I was inspired to write this post by the Big Data and Privacy report released on May 1st by the President’s Council of Advisors on Science and Technology (PCAST). The report spends most of its 57 pages talking about the privacy implications that big data presents. Which is important, because the implications are huge and have not yet been adequately addressed. Just think: the most recent governing data privacy law passed Congress in 1986.
But this post is not about privacy. Here, I want to get back to some basics on big data. First, what it is. Then, where it lives — and why where big data lives matters.
Big Data: What It Is
In 2001, Gartner analyst Doug Laney described the digital information we now call big data as characterized by Volume, Velocity, and Variety. The 3 Vs are now commonly accepted characteristics for describing big data:
- Volume — Literally, the amount of digital information being generated. Previously unthinkable volumes of digital information are generated every second. And with storage costs continuing to decrease, storing all the data is not a problem. Now the challenge is ﬁguring out what to do with it — how to glean value from the data.

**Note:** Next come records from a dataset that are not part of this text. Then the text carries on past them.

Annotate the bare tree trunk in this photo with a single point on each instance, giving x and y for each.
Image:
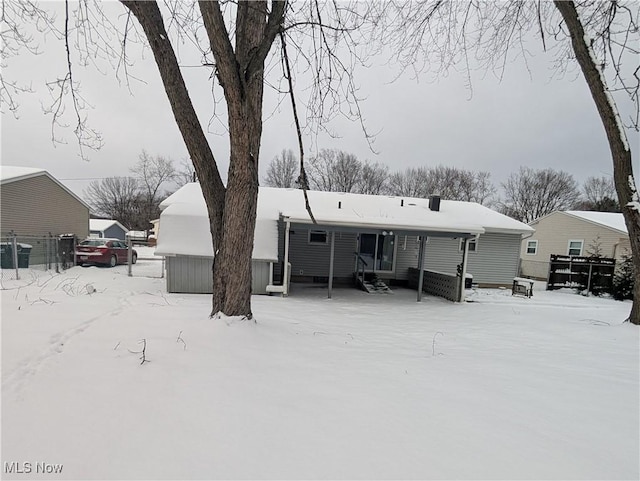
(149, 16)
(240, 71)
(618, 144)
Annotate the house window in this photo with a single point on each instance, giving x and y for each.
(473, 244)
(575, 247)
(318, 237)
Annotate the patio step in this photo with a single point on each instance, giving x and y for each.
(374, 287)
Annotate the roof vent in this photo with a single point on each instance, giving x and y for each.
(434, 203)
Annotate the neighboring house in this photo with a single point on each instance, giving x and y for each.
(573, 233)
(107, 228)
(386, 232)
(33, 203)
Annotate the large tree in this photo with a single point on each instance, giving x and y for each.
(625, 182)
(601, 36)
(234, 40)
(240, 71)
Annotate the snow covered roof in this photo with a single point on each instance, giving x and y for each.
(10, 173)
(185, 212)
(391, 212)
(103, 224)
(612, 220)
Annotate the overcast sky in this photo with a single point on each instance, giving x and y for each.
(529, 118)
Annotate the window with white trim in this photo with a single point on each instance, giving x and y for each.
(575, 247)
(318, 237)
(473, 244)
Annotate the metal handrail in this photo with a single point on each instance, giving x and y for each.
(360, 261)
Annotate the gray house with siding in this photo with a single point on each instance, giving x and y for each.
(354, 236)
(34, 203)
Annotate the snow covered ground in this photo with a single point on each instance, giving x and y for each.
(360, 386)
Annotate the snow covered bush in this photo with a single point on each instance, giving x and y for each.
(624, 279)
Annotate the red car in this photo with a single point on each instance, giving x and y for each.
(109, 252)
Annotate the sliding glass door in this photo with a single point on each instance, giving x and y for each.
(377, 251)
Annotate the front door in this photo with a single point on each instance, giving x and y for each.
(377, 251)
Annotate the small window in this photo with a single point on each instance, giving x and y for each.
(318, 237)
(575, 247)
(473, 244)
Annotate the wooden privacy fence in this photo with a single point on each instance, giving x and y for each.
(593, 274)
(436, 283)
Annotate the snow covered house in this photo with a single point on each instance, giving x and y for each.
(354, 235)
(573, 233)
(107, 228)
(34, 203)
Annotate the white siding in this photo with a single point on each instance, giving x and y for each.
(553, 234)
(193, 275)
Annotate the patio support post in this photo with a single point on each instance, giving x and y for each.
(129, 256)
(421, 267)
(333, 243)
(14, 252)
(463, 273)
(285, 281)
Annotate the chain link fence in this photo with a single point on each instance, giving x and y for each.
(56, 253)
(44, 253)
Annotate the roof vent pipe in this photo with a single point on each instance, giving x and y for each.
(434, 203)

- Velocity — In addition to the huge amount of digital information that’s being generated, it’s being generated fast — a lot of it, in real time. Part of the power of big data analytics, then, lies in being able to gain insight real time rather than days, months, or years after the data has been gathered.
- Variety — Big data sets contain both structured and unstructured information. Data in the traditional sense of numbers neatly sorted in rows and columns as well as text data that is not in a pre-deﬁned rows-and-columns format. SAS explains, “Managing, merging and governing diﬀerent varieties of data is something many organizations still grapple with.”

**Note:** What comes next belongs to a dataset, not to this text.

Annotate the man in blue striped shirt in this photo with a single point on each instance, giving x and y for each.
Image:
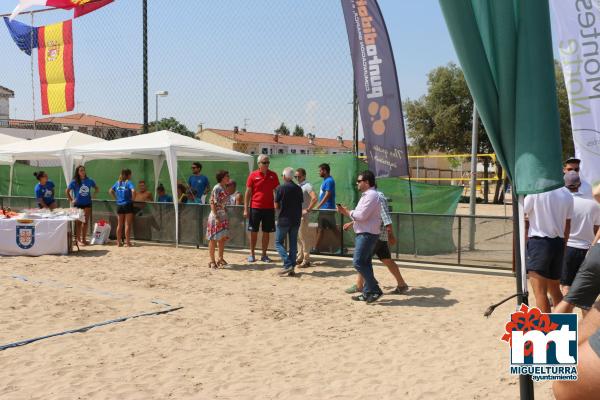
(382, 250)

Examples of big data include digital information generated through:
- Transactions — For example, Wal-Mart handles more than 1,000,000 customer transactions every hour, feeding databases estimated at more than 2.5 petabytes
- Social media — Facebook alone processes 500 terabytes of data every day, for example
- Sensors — A Boeing jet, for example, generates 10 terabytes of information per engine every 30 minutes of ﬂight
The ultimate diﬀerentiator between big data and not-big data is that the volume, velocity, and variety associated with big data sets make them very diﬃcult or impossible to manage with traditional data tools. You can’t put big data in Excel.
Big Data: Where It Lives
Granted, the PCAST Big Data and Privacy report was designed to put forth recommendations for protecting individuals’ privacy in the era of big data. But out of 57 pages, only 1 covered a critically important element in the big data conversation. That is, where big data lives.
In the data center.
The ability to gather, analyze, and beneﬁt from the treasure trove of data that’s generated every second depends on the digital infrastructure in which that data lives. And the systems that support the digital infrastructure. Big data depends on the data center. The cables that bring data into and out of the data center. The servers on which the applications that analyze data run. The cooling systems, and backups, that keep the air around the servers at optimal operating temperature. The power systems, and backups, that keep the cooling systems running, and keep the power ﬂowing to the servers. The security systems, and backups — physical and logical — that keep the servers secure.
The insights that can potentially be gleaned from big data do indeed have tremendous potential to make our world a better, cleaner, safer place. Certainly there are issues — like who owns the data generated by an individual’s activities — that need to be reconciled. But in our conversations about big data, let’s all be cognizant (and yes, we’re biased) of the fact that big data doesn’t exist in the ether. It exists in — and depends on — the data center.